Isaías 65: 17 al 25: Porque he aquí que yo crearé nuevos cielos y nueva tierra; y de lo primero no habrá memoria, ni más vendrá al pensamiento. Mas os gozaréis y os alegraréis para siempre en las cosas que yo he creado; porque he aquí que yo traigo a Jerusalén alegría, y a su pueblo gozo. Y me alegraré con Jerusalén, y me gozaré con mi pueblo; y nunca más se oirán en ella voz de lloro, ni voz de clamor. No habrá más allí niño que muera de pocos días, ni viejo que sus días no cumpla; porque el niño morirá de cien años, y el pecador de cien años será maldito. Edificarán casas, y morarán en ellas; plantarán viñas, y comerán el fruto de ellas. No edificarán para que otro habite, ni plantarán para que otro coma; porque según los días de los árboles serán los días de mi pueblo, y mis escogidos disfrutarán la obra de sus manos. No trabajarán en vano, ni darán a luz para maldición; porque son linaje de los benditos de Jehová, y sus descendientes con ellos. Y antes que clamen, responderé yo; mientras aún hablan, yo habré oído. El lobo y el cordero serán apacentados juntos, y el león comerá paja como el buey; y el polvo será el alimento de la serpiente. No afligirán, ni harán mal en todo mi santo monte, dijo Jehová.

Joel 3: 18 al 21: Sucederá en aquel tiempo, que los montes destilarán mosto, y los collados fluirán leche, y por todos los arroyos de Judá correrán aguas; y saldrá una fuente de la casa de Jehová, y regará el valle de Sitim. Egipto será destruido, y Edom será vuelto en desierto asolado, por la injuria hecha a los hijos de Judá; porque derramaron en su tierra sangre inocente. Pero Judá será habitada para siempre, y Jerusalén por generación y generación. Y limpiaré la sangre de los que no había limpiado; y Jehová morará en Sion.

Amos 9: 8 al 15: Porque he aquí yo mandaré y haré que la casa de Israel sea zarandeada entre todas las naciones, como se zarandea el grano en una criba, y no cae un granito en la tierra. A espada morirán todos los pecadores de mi pueblo, que dicen: No se acercará, ni nos alcanzará el mal. En aquel día yo levantaré el tabernáculo caído de David, y cerraré sus portillos y levantaré sus ruinas, y lo edificaré como en el tiempo pasado; para que aquellos sobre los cuales es invocado mi nombre posean el resto de Edom, y a todas las naciones, dice Jehová que hace esto. He aquí vienen días, dice Jehová, en que el que ara alcanzará al segador, y el pisador de las uvas al que lleve la simiente; y los montes destilarán mosto, y todos los collados se derretirán. Y traeré del cautiverio a mi pueblo Israel, y edificarán ellos las ciudades asoladas, y las habitarán; plantarán viñas, y beberán el vino de ellas, y harán huertos, y comerán el fruto de ellos. Pues los plantaré sobre su tierra, y nunca más serán arrancados de su tierra que yo les di, ha dicho Jehová Dios tuyo.

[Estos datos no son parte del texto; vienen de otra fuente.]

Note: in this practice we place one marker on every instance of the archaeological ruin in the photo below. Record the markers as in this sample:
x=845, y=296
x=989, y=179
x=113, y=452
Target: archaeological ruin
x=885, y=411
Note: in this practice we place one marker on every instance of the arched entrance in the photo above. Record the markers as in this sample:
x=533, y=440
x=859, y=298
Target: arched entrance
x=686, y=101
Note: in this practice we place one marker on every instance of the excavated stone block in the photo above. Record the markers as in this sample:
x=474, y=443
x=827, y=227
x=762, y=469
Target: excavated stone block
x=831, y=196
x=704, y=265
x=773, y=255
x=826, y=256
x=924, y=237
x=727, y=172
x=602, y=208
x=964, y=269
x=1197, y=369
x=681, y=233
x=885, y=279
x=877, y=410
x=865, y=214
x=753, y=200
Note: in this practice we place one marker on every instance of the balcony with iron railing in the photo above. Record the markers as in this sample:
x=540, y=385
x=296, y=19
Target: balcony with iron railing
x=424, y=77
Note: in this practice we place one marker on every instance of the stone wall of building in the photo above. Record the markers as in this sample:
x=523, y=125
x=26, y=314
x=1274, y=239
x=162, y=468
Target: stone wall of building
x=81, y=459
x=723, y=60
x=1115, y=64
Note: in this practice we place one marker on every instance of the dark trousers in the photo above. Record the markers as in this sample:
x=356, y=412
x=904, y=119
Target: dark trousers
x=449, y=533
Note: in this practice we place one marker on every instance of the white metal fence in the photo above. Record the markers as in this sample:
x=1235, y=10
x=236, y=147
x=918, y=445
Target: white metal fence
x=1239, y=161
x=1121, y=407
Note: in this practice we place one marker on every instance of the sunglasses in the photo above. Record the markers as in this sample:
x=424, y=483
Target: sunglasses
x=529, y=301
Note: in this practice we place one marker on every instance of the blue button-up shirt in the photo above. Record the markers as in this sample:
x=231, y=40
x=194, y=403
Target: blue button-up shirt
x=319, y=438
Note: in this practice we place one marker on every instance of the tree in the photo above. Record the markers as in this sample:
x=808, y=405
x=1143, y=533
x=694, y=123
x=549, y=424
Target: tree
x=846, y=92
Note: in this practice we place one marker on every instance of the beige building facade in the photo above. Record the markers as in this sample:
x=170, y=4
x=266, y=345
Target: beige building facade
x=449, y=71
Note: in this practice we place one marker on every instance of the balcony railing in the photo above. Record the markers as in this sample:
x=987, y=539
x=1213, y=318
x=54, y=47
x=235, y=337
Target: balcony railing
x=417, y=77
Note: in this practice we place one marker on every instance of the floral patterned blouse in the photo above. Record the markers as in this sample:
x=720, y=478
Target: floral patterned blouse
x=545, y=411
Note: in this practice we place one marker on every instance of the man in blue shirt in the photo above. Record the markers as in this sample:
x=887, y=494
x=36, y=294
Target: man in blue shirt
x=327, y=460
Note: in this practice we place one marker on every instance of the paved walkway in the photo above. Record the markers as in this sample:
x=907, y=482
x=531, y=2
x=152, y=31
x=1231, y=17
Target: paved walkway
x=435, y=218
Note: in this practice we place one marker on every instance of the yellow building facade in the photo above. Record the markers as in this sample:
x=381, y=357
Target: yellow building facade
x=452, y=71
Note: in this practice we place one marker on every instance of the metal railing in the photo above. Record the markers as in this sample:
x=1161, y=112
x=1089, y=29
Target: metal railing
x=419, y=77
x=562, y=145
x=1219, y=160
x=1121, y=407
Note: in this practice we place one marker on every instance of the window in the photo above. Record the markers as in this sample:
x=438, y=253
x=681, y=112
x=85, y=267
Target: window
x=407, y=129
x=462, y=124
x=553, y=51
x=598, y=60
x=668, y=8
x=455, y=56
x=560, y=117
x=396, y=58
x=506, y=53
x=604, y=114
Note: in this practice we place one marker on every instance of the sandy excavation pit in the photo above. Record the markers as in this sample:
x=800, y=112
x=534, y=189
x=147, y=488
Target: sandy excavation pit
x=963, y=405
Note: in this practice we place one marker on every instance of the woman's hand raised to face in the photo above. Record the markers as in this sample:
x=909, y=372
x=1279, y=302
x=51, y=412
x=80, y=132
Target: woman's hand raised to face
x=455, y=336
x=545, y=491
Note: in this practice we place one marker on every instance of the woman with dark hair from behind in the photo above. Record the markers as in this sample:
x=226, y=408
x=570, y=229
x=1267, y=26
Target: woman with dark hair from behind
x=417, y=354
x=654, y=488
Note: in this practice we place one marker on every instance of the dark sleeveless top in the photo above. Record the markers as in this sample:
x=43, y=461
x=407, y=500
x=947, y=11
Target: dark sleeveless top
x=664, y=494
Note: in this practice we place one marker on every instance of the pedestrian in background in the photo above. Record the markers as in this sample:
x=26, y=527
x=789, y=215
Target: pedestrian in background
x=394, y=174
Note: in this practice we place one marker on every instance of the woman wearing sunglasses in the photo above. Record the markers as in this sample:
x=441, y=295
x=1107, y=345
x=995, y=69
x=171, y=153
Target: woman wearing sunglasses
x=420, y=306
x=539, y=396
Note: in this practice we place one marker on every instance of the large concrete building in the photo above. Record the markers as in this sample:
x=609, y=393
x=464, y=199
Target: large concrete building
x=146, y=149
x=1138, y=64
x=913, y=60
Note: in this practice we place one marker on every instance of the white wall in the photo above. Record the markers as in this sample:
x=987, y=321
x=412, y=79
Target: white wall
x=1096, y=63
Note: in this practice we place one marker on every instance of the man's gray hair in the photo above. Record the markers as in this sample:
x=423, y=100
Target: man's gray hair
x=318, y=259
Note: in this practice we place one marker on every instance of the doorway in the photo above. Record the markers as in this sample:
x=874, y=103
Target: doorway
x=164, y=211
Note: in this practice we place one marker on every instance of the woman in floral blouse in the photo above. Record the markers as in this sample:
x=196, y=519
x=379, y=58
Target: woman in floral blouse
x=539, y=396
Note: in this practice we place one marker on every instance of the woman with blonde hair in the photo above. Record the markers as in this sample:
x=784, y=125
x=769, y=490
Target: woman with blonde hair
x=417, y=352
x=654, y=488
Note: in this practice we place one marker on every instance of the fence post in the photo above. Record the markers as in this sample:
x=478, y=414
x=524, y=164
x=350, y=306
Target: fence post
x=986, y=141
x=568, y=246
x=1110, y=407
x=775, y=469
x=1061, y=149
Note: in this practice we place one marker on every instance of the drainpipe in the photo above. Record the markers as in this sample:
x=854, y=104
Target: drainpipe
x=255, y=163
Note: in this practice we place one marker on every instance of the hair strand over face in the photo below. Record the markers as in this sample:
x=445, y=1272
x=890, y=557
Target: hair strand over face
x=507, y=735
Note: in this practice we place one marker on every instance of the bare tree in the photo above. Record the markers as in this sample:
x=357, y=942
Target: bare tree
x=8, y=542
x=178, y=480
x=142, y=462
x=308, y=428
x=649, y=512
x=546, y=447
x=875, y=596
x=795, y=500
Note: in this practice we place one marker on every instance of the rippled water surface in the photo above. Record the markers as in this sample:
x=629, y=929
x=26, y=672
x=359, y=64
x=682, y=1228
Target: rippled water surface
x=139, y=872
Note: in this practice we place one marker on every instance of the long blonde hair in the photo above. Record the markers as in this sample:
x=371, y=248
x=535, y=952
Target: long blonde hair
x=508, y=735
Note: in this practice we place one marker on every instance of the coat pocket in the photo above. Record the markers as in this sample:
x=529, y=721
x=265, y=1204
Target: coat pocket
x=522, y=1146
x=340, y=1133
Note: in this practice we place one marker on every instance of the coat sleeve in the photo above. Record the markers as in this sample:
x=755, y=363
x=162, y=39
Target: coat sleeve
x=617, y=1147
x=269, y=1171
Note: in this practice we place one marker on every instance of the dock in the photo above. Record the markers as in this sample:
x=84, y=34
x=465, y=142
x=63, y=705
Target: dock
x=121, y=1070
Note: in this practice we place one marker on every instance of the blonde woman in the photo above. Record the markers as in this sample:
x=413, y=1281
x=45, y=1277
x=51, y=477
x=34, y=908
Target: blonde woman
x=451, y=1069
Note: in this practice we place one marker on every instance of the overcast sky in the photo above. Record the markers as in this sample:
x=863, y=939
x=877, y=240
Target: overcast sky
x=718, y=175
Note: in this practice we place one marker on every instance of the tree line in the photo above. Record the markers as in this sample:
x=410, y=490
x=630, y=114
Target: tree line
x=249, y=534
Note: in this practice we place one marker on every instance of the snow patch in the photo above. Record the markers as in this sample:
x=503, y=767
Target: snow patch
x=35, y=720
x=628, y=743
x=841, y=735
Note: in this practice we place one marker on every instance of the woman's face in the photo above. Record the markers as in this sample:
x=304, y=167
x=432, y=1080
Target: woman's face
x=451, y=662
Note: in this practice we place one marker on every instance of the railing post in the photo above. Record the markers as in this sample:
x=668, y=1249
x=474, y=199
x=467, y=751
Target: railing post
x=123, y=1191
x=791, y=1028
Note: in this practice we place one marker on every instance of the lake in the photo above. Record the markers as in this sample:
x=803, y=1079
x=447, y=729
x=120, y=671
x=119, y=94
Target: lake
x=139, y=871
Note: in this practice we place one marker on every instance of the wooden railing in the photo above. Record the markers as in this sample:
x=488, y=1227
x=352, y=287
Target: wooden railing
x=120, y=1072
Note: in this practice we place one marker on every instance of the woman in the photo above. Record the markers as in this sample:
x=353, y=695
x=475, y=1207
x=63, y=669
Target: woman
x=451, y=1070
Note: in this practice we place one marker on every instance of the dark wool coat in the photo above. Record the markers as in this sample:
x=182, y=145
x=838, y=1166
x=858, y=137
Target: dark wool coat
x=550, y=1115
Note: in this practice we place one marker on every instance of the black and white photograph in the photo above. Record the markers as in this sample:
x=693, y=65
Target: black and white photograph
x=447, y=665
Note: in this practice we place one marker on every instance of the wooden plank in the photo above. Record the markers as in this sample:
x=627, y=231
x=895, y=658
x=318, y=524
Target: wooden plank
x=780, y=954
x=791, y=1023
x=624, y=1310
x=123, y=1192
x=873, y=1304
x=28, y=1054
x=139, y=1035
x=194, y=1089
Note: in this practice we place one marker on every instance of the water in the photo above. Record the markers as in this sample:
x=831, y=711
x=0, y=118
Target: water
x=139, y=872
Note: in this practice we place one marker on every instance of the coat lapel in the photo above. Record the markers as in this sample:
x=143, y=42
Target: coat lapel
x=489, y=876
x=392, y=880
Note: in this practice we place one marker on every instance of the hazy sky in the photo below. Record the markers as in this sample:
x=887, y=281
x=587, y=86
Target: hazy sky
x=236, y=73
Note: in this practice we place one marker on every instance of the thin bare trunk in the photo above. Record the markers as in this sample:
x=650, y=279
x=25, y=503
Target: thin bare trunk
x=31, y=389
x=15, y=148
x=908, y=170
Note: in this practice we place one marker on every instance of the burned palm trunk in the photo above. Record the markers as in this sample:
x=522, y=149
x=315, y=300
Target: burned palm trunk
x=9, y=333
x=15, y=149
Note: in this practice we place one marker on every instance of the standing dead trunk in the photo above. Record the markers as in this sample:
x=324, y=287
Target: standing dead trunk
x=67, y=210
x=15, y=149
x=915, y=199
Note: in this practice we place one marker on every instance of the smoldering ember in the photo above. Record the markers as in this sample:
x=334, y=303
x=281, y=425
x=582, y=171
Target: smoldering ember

Las Escrituras hebreas están llenas de la bendita esperanza del futuro gobierno mesiánico. Todos estos acontecimientos descritos aun no se han cumplido, y Dios sólo sabe el tiempo cuando el haga realidad las promesas hechas a los padres por medio de sus profetas. Así como se cumplieron las profecías referentes al Mesías (hijo de David nacería de una virgen en Belén y moriría por los pecados de su pueblo, etc.). Así también deben cumplirse todas las demás profecías mesiánicas referidas al Reino de Dios sobre Jerusalén, dominando de mar a mar, destruyendo todo reino mundano, y trayendo paz y felicidad duradera a la tierra que hoy está en ruinas. Si usted no cree en este mensaje, usted no le está creyendo a los profetas y tampoco a Dios.

Es hora de que considere volver a la esperanza de los cristianos primitivos, que sabían al igual que muchos de nosotros, que habrá resurrección de los muertos y un periodo de mil años en la Jerusalén reconstruida y hermoseada y dilatada, como lo prometen Ezequiel, Isaías y otros profetas.